4 Keys to a Successful Year-End Inventory Process
Accurate year-end inventory counts aren’t just about generating reports and preparing financial statements for the bank, your investors and your accountant. Year-end inventory is about creating a snapshot of what you have so you can fulfill orders, understand sales trends and deliver the best possible customer service. It’s about detecting and addressing shrinkage, which costs manufacturers billions of dollars each year.
If you don’t accurately reconcile your inventory, the problems go deeper than reports and financial statements. The sustainability of your business could very well be at stake. Here are four keys to a successful year-end inventory process.
1) Proper Staffing
Year-end inventory counting isn’t something a couple of people can do in the office on a Friday afternoon. We recently supervised an audit that took four days for 16 people to complete. Make sure the process is properly staffed to minimize potential business disruption.
2) Clean Areas
Inventory storage areas in your warehouse need to be clean and items neatly organized. Aisles and shelves should be clearly labeled. Remove any loose items. This not only reduces the risk of inaccurate counts, but also helps you save valuable time during the counting process. If you find old, obsolete or damaged inventory, bring it to a manager’s attention.
3) Consistent Process
Inventory counters should receive detailed instructions on your counting process to ensure consistency. Are you counting top to bottom? Left to right? A to Z? Where are products being placed after they’ve been counted? Will you have teams, with one person counting and the other recording the count? How are counts being communicated and recorded? You should also test your process to ensure accuracy and efficiency.
In addition to the actual counting process, set the ground rules for breaks, meals, checking smartphones, etc. You want to minimize distractions, but you also have to recognize that year-end inventory counting is tedious, often draining work. Workers deserve breaks, but they need to be organized and accountable.
4) No Movement
During the counting process, nothing should be entering or leaving the warehouse. Shipping and receiving are put on hold. Ideally, inventory accounts can be done during off hours, but you might have to temporarily suspend sales and order fulfillment while counting is happening. This is why proper staffing, clean areas and a consistent process are critical. All will expedite the counting process so you can resume normal operations as quickly as possible.

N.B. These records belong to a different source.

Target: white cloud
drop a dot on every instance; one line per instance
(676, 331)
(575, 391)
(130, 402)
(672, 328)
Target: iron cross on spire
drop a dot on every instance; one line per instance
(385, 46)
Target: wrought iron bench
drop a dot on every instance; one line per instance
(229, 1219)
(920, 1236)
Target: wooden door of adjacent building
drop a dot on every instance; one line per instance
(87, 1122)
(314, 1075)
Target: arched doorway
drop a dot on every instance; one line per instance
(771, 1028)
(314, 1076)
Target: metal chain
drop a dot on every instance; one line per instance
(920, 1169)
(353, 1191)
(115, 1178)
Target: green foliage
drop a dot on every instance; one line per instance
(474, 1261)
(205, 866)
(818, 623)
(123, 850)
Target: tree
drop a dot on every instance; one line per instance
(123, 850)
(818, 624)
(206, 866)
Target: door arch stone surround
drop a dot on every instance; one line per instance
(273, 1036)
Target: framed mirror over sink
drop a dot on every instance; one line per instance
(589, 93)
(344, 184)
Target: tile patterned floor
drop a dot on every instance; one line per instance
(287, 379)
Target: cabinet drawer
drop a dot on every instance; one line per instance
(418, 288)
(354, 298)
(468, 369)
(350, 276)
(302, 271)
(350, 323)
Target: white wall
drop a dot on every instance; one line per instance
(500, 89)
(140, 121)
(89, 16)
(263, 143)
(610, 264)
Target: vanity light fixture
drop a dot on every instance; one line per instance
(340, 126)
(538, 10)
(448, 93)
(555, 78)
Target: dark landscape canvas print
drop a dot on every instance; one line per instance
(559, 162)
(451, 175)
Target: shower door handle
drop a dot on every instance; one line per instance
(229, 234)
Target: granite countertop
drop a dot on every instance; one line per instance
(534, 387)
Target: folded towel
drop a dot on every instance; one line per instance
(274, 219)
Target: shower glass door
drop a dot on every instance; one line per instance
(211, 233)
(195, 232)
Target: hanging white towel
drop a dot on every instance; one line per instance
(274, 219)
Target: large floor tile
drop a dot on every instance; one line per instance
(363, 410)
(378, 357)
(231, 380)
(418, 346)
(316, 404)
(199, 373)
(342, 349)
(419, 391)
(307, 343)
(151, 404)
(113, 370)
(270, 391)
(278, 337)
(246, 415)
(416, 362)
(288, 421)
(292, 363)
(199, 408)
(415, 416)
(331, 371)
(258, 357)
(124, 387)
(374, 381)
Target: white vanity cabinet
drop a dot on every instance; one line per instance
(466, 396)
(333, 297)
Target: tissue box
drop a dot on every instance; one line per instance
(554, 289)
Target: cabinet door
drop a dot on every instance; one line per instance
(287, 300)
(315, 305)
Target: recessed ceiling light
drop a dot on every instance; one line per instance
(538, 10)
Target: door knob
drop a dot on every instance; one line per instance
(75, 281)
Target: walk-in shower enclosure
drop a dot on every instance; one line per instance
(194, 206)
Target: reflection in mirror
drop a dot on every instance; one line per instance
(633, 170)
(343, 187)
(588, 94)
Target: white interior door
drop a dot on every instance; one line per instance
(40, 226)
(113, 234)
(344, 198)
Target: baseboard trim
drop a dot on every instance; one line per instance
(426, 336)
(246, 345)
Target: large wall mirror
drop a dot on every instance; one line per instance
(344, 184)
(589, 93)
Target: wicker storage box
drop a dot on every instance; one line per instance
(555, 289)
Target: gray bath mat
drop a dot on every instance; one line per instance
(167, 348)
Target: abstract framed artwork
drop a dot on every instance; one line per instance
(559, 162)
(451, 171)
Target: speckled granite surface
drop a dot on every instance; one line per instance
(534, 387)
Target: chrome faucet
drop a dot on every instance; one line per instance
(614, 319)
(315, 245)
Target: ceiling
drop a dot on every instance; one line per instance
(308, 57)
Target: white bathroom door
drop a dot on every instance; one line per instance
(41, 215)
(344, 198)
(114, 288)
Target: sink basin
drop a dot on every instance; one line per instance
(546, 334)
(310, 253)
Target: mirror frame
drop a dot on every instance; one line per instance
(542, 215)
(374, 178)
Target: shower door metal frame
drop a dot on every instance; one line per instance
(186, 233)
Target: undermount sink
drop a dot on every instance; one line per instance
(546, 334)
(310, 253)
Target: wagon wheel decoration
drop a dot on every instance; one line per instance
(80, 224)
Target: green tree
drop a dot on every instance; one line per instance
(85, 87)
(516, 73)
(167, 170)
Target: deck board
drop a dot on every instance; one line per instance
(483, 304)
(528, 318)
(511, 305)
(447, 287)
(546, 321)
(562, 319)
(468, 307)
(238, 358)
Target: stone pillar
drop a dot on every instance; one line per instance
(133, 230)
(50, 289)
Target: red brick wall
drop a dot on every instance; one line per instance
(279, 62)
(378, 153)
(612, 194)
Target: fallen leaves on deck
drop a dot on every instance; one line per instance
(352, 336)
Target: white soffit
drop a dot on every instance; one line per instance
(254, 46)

After the Year-End Inventory Count Is Complete
The physical count should be compared to the computer system count. A variance report should be generated, and variances must be researched and resolved so you can reopen for business. If you reopen before variances have been resolved and realize your inventory is short after you’ve sold products, the issue will never be resolved.
We at LFL Veritas serve as auditors for our clients and observe the year-end inventory process as part of that audit. We observe employees as they count. We make sure counts are correct and verify that the inventory is actually there. Our job is to make sure you follow the process as you said it would be carried out as part of your year-end financial audit.
If you need help creating, improving or executing your year-end inventory counts, speak with your accountant for assistance. Remember, the importance of an accurate, efficient year-end inventory process cannot be overstated.